Buku ke-7 berjudul Jomblo, Mantan, dan Masa Depan yang terbit tahun 2017 awal. Buku ini awal mulanya lahir dari kolaborasi dengan akun social media. Ide darinya, muncullah wacana untuk menulis secara kolaborasi atas nama akun tersebut. Saya pun mengiyakan. Singkat cerita, naskah selesai. Tapi peluang kerjasama terputus. Naskah terpendam dan saya kecewa dan drop. Kecil peluang terbit saat itu jika saya harus mengirim secara mandiri. Butuh waktu lama bagi saya untuk bangkit. Tapi saya tetap saja menulis di platfrom lainnya. Saya tetap menulis dan singkatnya naskah awal tersebut dirombak dan jadilah buku berjudul Jomblo, Mantan, dan Masa Depan yang terbit di Quanta. Seorang rekan yang menggantungkan kerjasama tadi pun mengajak balikan lagi, dan terbitlah buku Penantian Terindah di Wahyu Qalbu. Dua buku terbit dalam waktu yang tidak jauh berbeda melalui penerbit major. Ohya, saat itu saya juga sedang mengerjakan skripsi. Alhamdulillah ala kulli hal.
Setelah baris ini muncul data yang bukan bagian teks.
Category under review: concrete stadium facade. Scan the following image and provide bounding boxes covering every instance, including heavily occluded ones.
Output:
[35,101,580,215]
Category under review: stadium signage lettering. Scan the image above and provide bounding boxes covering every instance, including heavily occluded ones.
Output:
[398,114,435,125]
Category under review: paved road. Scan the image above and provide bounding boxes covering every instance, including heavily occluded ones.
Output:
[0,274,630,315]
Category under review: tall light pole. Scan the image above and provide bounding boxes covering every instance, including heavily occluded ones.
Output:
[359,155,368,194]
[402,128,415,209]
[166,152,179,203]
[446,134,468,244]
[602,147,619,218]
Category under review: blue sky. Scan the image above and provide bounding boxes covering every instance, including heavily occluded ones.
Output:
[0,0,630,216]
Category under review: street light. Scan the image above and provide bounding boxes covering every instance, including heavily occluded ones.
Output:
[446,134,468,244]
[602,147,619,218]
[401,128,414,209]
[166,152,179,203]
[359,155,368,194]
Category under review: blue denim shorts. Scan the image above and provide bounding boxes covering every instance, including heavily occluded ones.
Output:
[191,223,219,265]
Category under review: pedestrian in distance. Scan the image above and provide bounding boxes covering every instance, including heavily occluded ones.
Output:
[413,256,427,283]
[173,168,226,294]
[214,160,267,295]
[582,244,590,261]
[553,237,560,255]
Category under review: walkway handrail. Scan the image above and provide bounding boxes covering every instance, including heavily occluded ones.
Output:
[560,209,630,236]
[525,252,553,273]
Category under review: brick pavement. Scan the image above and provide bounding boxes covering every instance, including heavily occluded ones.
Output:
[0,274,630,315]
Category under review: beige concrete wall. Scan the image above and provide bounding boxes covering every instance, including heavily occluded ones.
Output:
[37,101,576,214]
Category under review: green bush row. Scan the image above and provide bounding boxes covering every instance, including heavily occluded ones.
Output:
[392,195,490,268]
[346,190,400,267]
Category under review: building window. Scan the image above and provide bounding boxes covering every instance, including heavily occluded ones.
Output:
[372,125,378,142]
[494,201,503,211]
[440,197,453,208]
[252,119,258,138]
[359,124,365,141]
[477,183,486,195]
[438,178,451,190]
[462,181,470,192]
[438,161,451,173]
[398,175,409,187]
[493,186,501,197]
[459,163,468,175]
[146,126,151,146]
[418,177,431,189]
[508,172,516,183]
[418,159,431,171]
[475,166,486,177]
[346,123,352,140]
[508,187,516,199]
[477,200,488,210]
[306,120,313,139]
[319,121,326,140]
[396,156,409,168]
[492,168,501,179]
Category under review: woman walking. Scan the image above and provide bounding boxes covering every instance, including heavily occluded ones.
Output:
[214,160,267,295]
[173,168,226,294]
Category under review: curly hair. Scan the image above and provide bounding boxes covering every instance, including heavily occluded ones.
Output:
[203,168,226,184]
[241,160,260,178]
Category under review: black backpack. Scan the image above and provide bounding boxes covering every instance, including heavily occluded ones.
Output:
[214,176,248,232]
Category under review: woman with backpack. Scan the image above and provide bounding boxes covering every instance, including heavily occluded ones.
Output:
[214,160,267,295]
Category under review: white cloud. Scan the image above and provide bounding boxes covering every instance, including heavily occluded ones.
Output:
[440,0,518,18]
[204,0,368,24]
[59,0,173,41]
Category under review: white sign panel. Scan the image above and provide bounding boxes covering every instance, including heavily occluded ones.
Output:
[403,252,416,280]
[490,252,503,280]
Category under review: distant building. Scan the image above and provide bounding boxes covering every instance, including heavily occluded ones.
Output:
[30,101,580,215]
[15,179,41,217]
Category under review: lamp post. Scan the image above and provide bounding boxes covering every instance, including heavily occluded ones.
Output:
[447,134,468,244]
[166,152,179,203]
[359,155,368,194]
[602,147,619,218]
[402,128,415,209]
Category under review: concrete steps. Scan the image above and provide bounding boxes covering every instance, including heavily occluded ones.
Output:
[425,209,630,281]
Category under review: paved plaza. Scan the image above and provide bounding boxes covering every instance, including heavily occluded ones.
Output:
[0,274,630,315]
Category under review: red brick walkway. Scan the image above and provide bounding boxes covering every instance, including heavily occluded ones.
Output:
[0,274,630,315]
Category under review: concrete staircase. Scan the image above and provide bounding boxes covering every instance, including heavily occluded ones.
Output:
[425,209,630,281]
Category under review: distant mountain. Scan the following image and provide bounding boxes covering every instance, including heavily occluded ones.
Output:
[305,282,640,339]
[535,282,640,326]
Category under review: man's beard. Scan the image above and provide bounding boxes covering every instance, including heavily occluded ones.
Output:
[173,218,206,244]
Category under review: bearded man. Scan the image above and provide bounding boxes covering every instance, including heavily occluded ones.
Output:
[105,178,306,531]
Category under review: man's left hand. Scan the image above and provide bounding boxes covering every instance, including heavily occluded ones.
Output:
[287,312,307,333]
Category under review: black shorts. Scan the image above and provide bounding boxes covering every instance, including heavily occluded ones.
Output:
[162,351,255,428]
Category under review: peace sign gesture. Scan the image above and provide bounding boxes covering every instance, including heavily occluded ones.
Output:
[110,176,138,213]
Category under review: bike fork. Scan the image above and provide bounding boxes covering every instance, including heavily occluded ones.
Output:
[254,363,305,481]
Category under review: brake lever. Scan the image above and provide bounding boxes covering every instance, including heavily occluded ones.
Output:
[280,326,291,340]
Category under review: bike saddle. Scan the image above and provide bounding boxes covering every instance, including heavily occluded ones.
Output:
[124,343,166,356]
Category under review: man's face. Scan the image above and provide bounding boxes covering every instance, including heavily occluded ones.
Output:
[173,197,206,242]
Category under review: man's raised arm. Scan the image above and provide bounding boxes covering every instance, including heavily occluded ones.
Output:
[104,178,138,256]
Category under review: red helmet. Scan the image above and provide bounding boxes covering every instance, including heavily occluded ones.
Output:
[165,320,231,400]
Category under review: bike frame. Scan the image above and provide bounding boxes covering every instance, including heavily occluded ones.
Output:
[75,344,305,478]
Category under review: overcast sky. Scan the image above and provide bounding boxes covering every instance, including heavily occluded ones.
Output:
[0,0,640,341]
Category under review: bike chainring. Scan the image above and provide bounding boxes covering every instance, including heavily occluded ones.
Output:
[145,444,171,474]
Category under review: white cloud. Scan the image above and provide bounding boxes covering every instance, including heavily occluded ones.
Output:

Buku ke-29 berjudul Ragam Asa untuk Indonesia dan buku ke-30 berjudul 17 Insight Pelatnas FIM 21. Buku ini sedikit banyaknya lahir juga dari rasa kecewa setelah gagal lolos seleksi Forum Indonesia Muda berkali-kali. Hingga akhirnya saya lolos di tahun 2019. Sudah saya ceritakan di tulisan berjudul Antara FIM dan FLS, Jalan atau Tujuan? Di buku ke-30 tersebut ada kutipan di salah satu babnya.
Saya pernah berada pada fase begitu keras menginginkan sesuatu, hingga akhirnya kecewa. Tapi saya juga pernah berada pada fase begitu tenang saat menginginkan sesuatu, hingga akhirnya mendapatkan apa yang diharapkan.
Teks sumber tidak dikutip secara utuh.